Congress debates war powers act, considers Grenada probe

Still dizzy from surprise events in two foreign countries, a divided and uncertain Congress is moving with caution. The only action that now seems definite is that the lawmakers will declare that the War Powers Resolution of 1973 took effect when United States marines landed in Grenada Oct. 25. The war powers law gives the President 60 to 90 days to remove the troops unless Congress authorizes them to stay longer.

But that move, which passed in the Senate Friday and is expected to be duplicated in the House on Tuesday, is hardly a bold stroke. ''I do not interpret this amendment as in any way a rebuke to the President,'' said Sen. Charles H. Percy (R) of Illinois, chairman of the Senate Foreign Relations Committee. The Senate was merely saying ''that we take the War Powers Resolution seriously,'' he said.

Since the widely held belief on Capitol Hill is that the fighting will be over soon on the tiny Caribbean island, the vote to invoke the law is largely symbolic now. Only if US troops are drawn into a protracted guerrilla war would the war powers law trigger a constitutional confrontation between Congress and the President.

The Senate also will this week consider sending a fact-finding mission to Grenada in response to the limited press access there.

Meanwhile, GOP lawmakers are lining up to praise the President for taking decisive action in Grenada, and Democrats are reluctant to criticize the expedition, which many say has widespread public support.

The public has ''a visceral instinct to support the Grenada action,'' says Rep. Bill Alexander (D) of Arkansas. ''How can you argue with these students who are coming in and kissing the ground?'' he said of the American medical students evacuated from Grenada.

''I'm more frightened about Lebanon,'' he says, adding that the US involvement there has a ''long-range potential.''

''We went into Grenada, and we won with the flags waving,'' says Rep. Tony Coelho (D) of California, chairman of the Democratic Congressional Campaign Committee. ''In the short term, the political gain is definitely positive'' for the President, he says, although he calls invading another country ''wrong.''

One of the few members who finds political problems in the Grenada invasion is Rep. Olympia J. Snowe (R) of Maine.

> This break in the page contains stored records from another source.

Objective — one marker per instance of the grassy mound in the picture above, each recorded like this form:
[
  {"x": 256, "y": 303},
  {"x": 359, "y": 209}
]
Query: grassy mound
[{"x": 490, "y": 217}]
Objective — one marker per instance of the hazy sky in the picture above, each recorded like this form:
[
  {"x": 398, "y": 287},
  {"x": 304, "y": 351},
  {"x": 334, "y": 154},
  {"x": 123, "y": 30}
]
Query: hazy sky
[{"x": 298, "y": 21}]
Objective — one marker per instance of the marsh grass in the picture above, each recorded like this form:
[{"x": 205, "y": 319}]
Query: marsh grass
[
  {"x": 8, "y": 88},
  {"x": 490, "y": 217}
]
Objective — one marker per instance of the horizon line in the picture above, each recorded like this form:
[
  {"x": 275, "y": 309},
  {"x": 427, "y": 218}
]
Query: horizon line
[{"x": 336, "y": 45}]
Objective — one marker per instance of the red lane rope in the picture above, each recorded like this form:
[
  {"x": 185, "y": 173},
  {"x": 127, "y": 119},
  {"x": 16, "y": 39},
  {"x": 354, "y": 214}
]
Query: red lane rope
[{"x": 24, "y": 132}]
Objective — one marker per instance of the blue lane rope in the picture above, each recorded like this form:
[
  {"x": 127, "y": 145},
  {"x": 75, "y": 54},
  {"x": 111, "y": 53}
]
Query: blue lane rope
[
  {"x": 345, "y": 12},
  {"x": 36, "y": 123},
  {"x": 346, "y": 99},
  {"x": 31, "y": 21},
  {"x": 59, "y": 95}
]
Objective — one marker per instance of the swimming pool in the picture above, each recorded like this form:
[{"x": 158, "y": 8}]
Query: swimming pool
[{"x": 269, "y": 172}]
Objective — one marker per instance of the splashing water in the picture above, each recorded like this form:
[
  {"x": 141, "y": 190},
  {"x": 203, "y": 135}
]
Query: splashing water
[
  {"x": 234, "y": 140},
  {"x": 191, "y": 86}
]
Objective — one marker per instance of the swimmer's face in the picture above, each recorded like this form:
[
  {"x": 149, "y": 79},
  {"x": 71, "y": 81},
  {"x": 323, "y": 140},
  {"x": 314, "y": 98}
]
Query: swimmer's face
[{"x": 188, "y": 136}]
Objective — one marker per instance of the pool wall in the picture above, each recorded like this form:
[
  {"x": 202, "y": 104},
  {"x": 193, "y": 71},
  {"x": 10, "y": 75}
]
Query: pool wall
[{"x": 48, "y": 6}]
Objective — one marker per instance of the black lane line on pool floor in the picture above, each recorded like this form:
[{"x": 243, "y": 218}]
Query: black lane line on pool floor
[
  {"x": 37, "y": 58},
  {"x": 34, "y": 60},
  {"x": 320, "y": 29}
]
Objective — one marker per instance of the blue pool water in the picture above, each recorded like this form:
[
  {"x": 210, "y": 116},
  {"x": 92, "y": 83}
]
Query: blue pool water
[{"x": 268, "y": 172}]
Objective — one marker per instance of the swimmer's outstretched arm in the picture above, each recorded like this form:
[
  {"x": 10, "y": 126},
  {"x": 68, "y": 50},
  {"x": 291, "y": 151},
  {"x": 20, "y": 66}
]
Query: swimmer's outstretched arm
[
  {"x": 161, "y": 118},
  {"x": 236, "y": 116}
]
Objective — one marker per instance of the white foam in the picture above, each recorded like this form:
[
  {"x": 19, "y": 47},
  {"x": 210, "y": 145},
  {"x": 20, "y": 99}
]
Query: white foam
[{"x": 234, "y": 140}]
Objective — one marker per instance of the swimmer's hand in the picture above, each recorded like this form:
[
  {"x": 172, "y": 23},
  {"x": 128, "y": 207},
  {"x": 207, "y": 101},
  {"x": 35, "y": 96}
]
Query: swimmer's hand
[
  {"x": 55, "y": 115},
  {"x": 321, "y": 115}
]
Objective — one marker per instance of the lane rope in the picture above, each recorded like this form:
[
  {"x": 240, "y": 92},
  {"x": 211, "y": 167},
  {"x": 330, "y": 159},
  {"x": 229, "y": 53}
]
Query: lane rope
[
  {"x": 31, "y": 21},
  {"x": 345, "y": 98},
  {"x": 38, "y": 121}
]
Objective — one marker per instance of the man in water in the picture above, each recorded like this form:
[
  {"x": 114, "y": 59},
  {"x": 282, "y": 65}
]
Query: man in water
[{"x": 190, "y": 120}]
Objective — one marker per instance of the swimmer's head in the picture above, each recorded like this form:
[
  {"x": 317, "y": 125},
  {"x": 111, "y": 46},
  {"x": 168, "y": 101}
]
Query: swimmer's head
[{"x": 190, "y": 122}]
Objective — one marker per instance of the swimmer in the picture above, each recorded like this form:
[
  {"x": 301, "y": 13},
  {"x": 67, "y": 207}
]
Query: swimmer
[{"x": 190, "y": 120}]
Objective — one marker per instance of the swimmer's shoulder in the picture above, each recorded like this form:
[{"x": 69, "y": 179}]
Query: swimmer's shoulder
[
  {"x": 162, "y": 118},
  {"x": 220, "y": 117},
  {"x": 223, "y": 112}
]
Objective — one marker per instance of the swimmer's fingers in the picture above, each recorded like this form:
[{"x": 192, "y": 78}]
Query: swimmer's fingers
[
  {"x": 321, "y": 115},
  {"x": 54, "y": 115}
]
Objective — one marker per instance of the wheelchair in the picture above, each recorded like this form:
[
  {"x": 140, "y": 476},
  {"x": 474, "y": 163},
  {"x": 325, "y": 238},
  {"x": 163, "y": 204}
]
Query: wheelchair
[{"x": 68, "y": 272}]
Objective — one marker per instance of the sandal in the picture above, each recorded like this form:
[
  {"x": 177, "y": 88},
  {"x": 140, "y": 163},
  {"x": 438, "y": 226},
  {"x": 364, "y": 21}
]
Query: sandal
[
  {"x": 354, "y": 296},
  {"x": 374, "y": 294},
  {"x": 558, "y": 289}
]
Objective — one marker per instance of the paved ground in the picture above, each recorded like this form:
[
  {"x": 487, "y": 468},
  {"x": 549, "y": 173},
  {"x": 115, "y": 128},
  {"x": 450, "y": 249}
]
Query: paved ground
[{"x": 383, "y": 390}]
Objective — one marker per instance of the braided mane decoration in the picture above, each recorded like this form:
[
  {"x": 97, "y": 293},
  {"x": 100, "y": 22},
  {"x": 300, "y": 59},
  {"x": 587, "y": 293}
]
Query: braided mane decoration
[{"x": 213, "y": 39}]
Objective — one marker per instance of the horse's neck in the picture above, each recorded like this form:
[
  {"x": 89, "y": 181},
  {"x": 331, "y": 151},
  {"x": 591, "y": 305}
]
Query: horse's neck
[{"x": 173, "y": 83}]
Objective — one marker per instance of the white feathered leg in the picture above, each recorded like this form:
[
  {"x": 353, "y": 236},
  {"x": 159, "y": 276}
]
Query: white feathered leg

A poll in her state registered 2 to 1 against it.

The first signs of serious opposition on Grenada came last Friday when House Speaker Thomas P. O'Neill Jr. (D) of Massachusetts, who had withheld criticism all week, finally spoke out. As the gunshots began to die down on the island, he fired a blast at President Reagan.

''His policy is wrong,'' said the speaker. ''His policy is frightening. Even though it was a success, it was a wrong policy,'' he said, charging the Reagan administration with practicing ''gunboat diplomacy.''

''If the lives of American citizens were in jeopardy, he had a right to go in ,'' the speaker said. But he said he ''questioned that'' and announced that the House Foreign Affairs Committee will investigate whether the Americans in Grenada were really in danger.

However, the speaker has continued to back US policy in Lebanon, despite the massacre Oct. 23 of more than 200 marines serving there and despite widespread opposition both in his party and in the public.

Instead of attacking the policy, Mr. O'Neill is aiming at whether the US is providing proper safety for the marines in Lebanon. The House Armed Services Committee launches an investigation next week by calling on the military and State Department to testify.

At the same time, the speaker is trying to defeat a move on Wednesday when opponents of keeping the troops in Lebanon are scheduled to bring up a motion to cut off funding. That vote is expected to be close.